EN FR
EN FR


Section: New Results

Provenance Circuits

We are interested in obtaining efficiently compact representation of the provenance of a query over a database.

In [28], we generalize three existing graph algorithms to compute the provenance of regular path queries over graph databases, in the framework of provenance semirings – algebraic structures that can capture different forms of provenance. Each algorithm yields a different trade-off between time complexity and generality, as each requires different properties over the semiring. Together, these algorithms cover a large class of semirings used for provenance (top-k, security, etc.). Experimental results suggest these approaches are complementary and practical for various kinds of provenance indications, even on a relatively large transport network.

In [16], we showcase ProvSQL, an open-source module for the PostgreSQL database management system that adds support for computation of provenance and probabilities of query results. A large range of provenance formalisms are supported, including all those captured by provenance semirings, provenance semirings with monus, as well as where-provenance. Probabilistic query evaluation is made possible through the use of knowledge compilation tools, in addition to standard approaches such as enumeration of possible worlds and Monte-Carlo sampling. ProvSQL supports a large subset of non-aggregate SQL queries.

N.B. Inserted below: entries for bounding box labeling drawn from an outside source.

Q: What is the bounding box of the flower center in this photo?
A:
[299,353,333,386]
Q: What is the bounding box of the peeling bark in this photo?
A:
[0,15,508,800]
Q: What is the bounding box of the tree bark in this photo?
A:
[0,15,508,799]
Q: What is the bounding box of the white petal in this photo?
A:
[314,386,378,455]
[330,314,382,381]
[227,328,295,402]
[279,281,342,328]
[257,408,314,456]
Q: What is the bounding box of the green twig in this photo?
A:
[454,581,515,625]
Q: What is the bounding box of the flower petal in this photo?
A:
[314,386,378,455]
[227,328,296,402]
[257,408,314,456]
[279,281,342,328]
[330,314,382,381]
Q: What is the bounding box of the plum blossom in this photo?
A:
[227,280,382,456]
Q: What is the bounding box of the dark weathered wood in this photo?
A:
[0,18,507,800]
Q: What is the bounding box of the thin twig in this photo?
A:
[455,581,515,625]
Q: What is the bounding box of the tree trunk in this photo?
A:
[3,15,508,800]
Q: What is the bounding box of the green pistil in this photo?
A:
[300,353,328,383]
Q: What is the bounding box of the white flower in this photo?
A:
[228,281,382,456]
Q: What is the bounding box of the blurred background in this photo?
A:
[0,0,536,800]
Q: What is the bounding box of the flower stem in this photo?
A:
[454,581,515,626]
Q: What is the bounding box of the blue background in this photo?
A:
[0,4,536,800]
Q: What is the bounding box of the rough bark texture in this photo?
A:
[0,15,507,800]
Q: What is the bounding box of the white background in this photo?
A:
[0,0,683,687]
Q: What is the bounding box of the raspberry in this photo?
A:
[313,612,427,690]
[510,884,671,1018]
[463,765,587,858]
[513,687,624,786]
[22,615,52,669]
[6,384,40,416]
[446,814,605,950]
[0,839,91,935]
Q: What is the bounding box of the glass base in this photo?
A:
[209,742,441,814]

Finally, in [20], [35], we focus on knowledge compilation, which can be used to obtain compact circuit-based representations of (Boolean) provenance. Some width parameters of the circuit, such as bounded treewidth or pathwidth, can be leveraged to convert the circuit to structured classes, e.g., deterministic structured NNFs (d-SDNNFs) or OBDDs. We show how to connect the width of circuits to the size of their structured representation, through upper and lower bounds. For the upper bound, we show how bounded-treewidth circuits can be converted to a d-SDNNF, in time linear in the circuit size. Our bound, unlike existing results, is constructive and only singly exponential in the treewidth. We show a related lower bound on monotone DNF or CNF formulas, assuming a constant bound on the arity (size of clauses) and degree (number of occurrences of each variable). Specifically, any d-SDNNF (resp., SDNNF) for such a DNF (resp., CNF) must be of exponential size in its treewidth; and the same holds for pathwidth when compiling to OBDDs. Our lower bounds, in contrast with most previous work, apply to any formula of this class, not just a well-chosen family. Hence, for our language of DNF and CNF, pathwidth and treewidth respectively characterize the efficiency of compiling to OBDDs and (d-)SDNNFs, that is, compilation is singly exponential in the width parameter.